Fugh-Berman explained her article was not just to call out Wyeth, but to educate the doctors who write these articles about ghostwriting companies. The Toronto Sun reported that Fugh-Berman told QMI Agency that “ghostwriting in medical jouranlis is widespread,” and sometimes the authors of those articles don’t know they’re being used that way.
“They often don’t understand how the way something is written can affect the perception of the reader. Writers understand this, but doctors don’t always,” she is quoted as saying. “Marketing messages are quite subtle.

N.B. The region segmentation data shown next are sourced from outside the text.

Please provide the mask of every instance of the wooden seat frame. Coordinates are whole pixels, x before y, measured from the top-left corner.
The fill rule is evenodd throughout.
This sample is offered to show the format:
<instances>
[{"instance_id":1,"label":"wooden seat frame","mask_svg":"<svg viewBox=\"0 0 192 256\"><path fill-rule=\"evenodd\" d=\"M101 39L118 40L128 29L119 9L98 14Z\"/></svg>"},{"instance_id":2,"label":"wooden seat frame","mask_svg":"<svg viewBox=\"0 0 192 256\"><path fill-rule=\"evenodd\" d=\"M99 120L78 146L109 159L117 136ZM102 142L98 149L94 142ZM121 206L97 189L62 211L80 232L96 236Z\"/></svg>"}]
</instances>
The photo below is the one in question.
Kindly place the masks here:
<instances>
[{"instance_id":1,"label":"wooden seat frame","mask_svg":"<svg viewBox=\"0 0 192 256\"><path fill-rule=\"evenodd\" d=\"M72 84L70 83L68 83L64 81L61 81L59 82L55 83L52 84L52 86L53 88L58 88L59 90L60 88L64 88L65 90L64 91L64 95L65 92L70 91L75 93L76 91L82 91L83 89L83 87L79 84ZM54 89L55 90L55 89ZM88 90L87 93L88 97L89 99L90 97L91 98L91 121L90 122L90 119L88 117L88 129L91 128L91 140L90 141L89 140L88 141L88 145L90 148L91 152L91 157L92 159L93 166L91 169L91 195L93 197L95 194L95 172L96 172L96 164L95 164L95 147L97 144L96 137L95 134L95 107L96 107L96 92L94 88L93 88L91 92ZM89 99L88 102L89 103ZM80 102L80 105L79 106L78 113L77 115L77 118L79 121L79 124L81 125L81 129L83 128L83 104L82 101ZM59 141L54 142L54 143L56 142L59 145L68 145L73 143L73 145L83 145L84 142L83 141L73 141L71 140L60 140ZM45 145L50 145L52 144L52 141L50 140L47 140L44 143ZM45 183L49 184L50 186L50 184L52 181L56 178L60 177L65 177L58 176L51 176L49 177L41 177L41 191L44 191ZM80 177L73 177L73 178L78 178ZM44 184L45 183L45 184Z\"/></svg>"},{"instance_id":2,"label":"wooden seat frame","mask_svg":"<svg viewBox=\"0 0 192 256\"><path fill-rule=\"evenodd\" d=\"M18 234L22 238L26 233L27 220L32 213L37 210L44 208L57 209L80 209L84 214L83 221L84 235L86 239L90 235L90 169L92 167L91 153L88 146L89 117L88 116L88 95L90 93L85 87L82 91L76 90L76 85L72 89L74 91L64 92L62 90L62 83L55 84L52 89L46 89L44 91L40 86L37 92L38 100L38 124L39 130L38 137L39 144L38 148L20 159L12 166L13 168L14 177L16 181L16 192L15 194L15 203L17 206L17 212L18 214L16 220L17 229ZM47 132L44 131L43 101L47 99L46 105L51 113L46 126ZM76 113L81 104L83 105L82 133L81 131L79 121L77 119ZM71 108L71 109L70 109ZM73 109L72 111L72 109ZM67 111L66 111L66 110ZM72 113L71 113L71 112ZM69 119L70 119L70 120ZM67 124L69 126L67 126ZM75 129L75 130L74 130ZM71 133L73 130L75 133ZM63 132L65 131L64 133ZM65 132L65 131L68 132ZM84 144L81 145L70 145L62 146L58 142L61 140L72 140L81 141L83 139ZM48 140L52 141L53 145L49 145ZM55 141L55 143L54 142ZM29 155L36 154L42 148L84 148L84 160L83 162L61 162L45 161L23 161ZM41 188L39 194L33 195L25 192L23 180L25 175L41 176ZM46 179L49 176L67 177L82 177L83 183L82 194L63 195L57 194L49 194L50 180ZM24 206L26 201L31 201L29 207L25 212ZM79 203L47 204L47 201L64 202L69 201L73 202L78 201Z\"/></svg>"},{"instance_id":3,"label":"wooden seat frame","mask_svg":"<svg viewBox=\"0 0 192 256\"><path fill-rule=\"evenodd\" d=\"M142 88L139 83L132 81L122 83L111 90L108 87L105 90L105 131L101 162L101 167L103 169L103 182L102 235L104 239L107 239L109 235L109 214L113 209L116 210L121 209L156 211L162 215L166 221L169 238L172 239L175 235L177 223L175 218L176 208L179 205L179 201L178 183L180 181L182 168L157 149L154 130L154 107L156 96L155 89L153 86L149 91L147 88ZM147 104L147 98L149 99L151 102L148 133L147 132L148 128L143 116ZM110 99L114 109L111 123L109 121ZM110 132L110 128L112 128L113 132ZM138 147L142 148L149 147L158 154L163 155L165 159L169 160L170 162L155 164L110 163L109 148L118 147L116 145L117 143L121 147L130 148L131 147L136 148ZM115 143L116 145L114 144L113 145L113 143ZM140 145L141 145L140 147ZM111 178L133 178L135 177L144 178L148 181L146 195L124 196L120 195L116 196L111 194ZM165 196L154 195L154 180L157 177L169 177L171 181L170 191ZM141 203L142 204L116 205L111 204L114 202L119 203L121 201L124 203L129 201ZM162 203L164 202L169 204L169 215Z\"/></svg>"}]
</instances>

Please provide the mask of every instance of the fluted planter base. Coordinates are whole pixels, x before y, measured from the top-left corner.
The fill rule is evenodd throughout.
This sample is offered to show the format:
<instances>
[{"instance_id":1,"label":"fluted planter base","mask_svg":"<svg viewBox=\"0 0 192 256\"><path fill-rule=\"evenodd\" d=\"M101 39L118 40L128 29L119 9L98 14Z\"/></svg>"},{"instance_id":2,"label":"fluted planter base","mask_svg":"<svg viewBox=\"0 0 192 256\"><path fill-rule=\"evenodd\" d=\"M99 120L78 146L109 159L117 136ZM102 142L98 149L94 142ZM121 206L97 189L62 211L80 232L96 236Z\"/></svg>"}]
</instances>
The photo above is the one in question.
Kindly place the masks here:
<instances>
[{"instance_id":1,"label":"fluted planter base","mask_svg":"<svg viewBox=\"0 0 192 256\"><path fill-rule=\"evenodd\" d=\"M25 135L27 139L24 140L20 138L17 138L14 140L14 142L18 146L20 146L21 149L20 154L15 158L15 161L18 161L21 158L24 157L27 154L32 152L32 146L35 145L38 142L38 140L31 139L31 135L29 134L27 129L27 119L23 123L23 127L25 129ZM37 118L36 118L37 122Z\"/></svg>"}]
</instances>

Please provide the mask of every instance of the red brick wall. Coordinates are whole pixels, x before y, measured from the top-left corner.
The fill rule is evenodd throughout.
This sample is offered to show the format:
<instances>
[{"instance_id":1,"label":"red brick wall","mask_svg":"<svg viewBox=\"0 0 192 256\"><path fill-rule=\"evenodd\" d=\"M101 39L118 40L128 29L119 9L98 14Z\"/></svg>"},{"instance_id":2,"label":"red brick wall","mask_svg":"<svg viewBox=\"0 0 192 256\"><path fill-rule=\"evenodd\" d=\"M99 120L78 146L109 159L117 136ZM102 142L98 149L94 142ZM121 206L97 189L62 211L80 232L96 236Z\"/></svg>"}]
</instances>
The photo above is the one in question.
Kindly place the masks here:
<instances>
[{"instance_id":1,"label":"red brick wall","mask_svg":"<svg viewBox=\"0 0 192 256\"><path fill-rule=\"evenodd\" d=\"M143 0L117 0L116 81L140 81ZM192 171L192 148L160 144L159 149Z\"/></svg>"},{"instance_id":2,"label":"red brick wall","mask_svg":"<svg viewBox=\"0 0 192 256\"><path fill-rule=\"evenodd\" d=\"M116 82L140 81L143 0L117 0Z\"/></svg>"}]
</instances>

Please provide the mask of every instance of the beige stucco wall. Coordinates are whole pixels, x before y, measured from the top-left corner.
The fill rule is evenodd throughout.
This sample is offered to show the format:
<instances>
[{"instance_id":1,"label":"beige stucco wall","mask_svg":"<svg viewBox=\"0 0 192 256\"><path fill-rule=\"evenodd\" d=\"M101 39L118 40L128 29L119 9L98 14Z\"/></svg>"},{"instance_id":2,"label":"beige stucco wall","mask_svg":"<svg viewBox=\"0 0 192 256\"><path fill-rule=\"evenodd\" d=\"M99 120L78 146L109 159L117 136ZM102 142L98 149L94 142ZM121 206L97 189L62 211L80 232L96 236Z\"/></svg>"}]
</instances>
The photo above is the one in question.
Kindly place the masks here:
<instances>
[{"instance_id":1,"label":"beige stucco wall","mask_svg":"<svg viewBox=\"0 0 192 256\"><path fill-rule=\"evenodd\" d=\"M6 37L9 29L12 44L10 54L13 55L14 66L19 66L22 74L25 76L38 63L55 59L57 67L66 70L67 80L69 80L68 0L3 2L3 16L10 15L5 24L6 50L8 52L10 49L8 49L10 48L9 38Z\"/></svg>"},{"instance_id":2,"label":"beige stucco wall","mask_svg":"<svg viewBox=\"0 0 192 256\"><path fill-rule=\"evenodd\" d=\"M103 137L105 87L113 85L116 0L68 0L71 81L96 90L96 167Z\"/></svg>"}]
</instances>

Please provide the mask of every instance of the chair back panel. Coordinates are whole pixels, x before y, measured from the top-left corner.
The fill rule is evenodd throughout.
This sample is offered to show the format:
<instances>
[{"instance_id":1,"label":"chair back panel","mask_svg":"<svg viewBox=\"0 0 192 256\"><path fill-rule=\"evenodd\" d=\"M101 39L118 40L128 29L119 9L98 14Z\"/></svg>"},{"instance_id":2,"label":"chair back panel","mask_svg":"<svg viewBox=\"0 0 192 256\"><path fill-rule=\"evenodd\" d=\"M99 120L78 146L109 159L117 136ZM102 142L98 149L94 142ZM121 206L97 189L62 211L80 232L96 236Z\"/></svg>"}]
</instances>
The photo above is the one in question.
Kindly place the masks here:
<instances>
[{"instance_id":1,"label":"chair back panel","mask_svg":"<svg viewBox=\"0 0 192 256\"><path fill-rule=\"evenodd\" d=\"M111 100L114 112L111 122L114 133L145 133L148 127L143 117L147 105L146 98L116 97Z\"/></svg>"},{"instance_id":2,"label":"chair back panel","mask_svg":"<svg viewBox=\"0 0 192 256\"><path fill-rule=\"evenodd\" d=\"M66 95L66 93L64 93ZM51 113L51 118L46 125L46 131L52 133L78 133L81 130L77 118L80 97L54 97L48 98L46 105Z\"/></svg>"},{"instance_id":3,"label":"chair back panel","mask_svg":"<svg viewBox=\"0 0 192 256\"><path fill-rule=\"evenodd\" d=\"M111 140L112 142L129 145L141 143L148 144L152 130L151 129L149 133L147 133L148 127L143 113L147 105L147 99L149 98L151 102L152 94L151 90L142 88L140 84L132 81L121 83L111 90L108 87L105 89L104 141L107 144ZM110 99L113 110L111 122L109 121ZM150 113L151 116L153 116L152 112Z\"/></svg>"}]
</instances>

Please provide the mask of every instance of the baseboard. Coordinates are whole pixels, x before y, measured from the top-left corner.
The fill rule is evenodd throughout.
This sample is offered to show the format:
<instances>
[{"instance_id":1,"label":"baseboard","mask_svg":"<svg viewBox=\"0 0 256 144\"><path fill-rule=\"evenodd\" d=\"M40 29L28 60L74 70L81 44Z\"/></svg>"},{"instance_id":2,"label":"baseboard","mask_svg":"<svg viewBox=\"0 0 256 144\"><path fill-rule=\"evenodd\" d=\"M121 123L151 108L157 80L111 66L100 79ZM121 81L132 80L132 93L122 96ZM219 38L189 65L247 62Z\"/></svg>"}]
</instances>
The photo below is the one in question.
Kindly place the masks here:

It’s the way things are phrased.”
In response, The Toronto Sun reports that, since Feb. 2009, Pfizer “has publicly disclosed its financial relationships with physicians, medical organizations and patient advocacy groups.”
A Pfizer spokesperson further claimed that “Medical writing companies assisted authors only in drafting manuscripts, and authors themselves had total control of the content of these papers, which were always based on sound science.” The claim is seemingly contradicted by a DesignWrite e-mail published by the journal Nature.
Read Fugh-Berman’s article here.
(Just an aside, note MSNBC’s subhead spelling error in its report on Fugh-Berman’s article).